The report is called One in Five: Disparities in Crime and Policing. The report is another example of the longtime criminal justice reform advocates at The Sentencing Project pushing for reform. In its eyes, the battle is over effective and humane responses to crime that minimize imprisonment and criminalization of youth and adults by promoting racial, ethnic, economic and gender justice.

The report’s title is based on the “generational shift” as the authors described it that saw one in three Black men born in 1981 likely to see imprisonment drop to one in five in 2001. 

Some of the report’s biggest takeaways included Black Americans were 9.3 times as likely as whites to be homicide victims in 2020, American Indians were 4.3 times as likely, and Latinxs were 1.9 times as likely, based on age-adjusted figures. The authors noted homicide is generally an intra-racial crime, these figures correspond to higher rates of homicide offending among these communities of color, which is attributable to spatially-concentrated urban

poverty resulting from longstanding and ongoing segregation, discrimination and disinvestment.

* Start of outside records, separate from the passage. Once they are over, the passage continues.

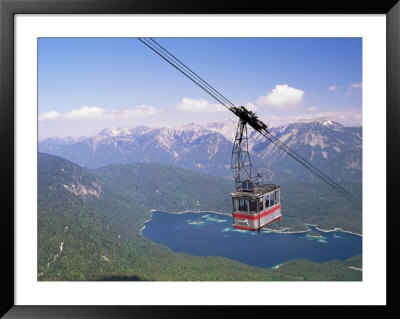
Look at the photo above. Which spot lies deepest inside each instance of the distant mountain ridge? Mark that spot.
(207, 149)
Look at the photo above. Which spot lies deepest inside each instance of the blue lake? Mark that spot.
(211, 234)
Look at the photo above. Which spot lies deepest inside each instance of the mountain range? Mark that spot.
(333, 148)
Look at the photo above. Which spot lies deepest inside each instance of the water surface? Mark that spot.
(211, 234)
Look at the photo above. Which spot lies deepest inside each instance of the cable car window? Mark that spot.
(266, 201)
(277, 196)
(243, 205)
(260, 204)
(235, 204)
(253, 206)
(272, 199)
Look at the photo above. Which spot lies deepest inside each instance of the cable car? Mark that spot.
(255, 205)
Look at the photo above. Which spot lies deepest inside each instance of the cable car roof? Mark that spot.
(257, 191)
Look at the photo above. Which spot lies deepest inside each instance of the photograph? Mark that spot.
(199, 159)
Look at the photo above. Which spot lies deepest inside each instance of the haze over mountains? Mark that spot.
(330, 146)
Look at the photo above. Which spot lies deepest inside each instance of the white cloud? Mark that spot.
(282, 97)
(313, 109)
(201, 105)
(93, 113)
(347, 118)
(356, 85)
(85, 112)
(49, 116)
(250, 106)
(136, 111)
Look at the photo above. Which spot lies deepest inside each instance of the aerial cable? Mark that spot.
(192, 72)
(182, 71)
(311, 167)
(175, 62)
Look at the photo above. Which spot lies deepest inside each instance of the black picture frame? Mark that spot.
(8, 9)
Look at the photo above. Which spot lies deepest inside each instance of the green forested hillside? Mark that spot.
(89, 227)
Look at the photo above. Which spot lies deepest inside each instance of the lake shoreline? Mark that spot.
(279, 231)
(225, 241)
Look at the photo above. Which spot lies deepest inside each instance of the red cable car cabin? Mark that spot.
(254, 207)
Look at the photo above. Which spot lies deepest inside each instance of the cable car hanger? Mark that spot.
(245, 116)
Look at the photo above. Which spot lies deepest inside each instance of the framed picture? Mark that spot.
(350, 53)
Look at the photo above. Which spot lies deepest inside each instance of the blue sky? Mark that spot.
(86, 84)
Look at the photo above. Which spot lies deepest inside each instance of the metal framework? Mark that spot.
(241, 165)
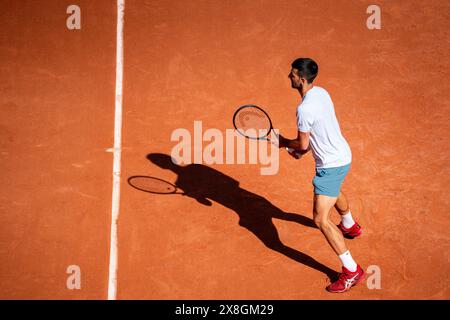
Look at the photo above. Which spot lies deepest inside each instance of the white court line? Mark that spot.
(113, 257)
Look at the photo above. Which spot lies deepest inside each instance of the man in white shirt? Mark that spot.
(318, 131)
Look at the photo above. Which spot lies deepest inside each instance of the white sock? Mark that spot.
(347, 220)
(348, 261)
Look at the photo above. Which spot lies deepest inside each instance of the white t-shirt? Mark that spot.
(316, 115)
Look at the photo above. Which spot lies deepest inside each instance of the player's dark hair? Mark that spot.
(307, 68)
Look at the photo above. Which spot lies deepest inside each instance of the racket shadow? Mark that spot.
(255, 212)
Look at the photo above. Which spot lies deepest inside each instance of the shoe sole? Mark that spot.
(359, 280)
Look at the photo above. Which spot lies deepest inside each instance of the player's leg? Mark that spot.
(321, 214)
(349, 227)
(341, 204)
(327, 184)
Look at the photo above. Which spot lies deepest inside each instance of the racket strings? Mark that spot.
(252, 122)
(152, 185)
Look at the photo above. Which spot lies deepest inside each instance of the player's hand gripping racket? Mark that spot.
(254, 123)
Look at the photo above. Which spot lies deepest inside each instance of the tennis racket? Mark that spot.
(153, 185)
(254, 123)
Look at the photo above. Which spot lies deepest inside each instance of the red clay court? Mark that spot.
(251, 237)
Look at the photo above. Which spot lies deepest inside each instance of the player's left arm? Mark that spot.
(300, 144)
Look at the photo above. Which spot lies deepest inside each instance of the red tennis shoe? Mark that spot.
(352, 232)
(347, 279)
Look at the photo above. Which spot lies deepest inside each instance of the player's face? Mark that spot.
(295, 79)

Another takeaway further reinforced how racist traffic stops can be, and how much that is a problem, given the millions that are happening every year across America. The authors noted among those they pull over, police are more likely to search Black and Latinx drivers (9.2%) than whites. But police are often less likely to find drugs or weapons among the Black and Latinx drivers that they search, compared to whites.

The latest data also continued to show Black and white Americans use illicit drugs at the same rates, but Black people make up about one in four people getting arrested for drugs. This means that 25% of all drug arrests are coming from the 14% of the population Black Americans make up. Additionally, the report notes in 2019, this population comprised 36% of arrests for serious violent crimes (51% for murder and nonnegligent manslaughter) and 30% of arrests for property crimes. When it came to marijuana, the disparities were very pronounced. The report notes in 2018, Black Americans were 1.2 times as likely to use marijuana as whites, but Blacks were 3.6 times as likely to be arrested for marijuana possession. 

“Ending racial inequity in the criminal legal system requires both effectively tackling disparities in serious criminal behavior and eliminating excessive police contact,” the authors noted. 

There was also a deep link between education, socioeconomics and incarceration. The authors noted in 2016, nearly two-thirds of imprisoned individuals had not completed high school, 17% had spent time in the foster care system, and 14% reported being homeless in the year before their arrest.

The report also noted that despite its death in New York City, stop-and-frisk tactics are very much alive and well, and as racist as ever. The report pointed to a 2022 analysis of the Milwaukee Police Department’s stop-and-frisk practices, conducted by the Crime and Justice Institute. The researchers found Black residents were 4.5 times as likely to get stopped by law enforcement, 10.1 times as likely to be subjected to a field interview, and 2.6 times as likely to be frisked as white residents.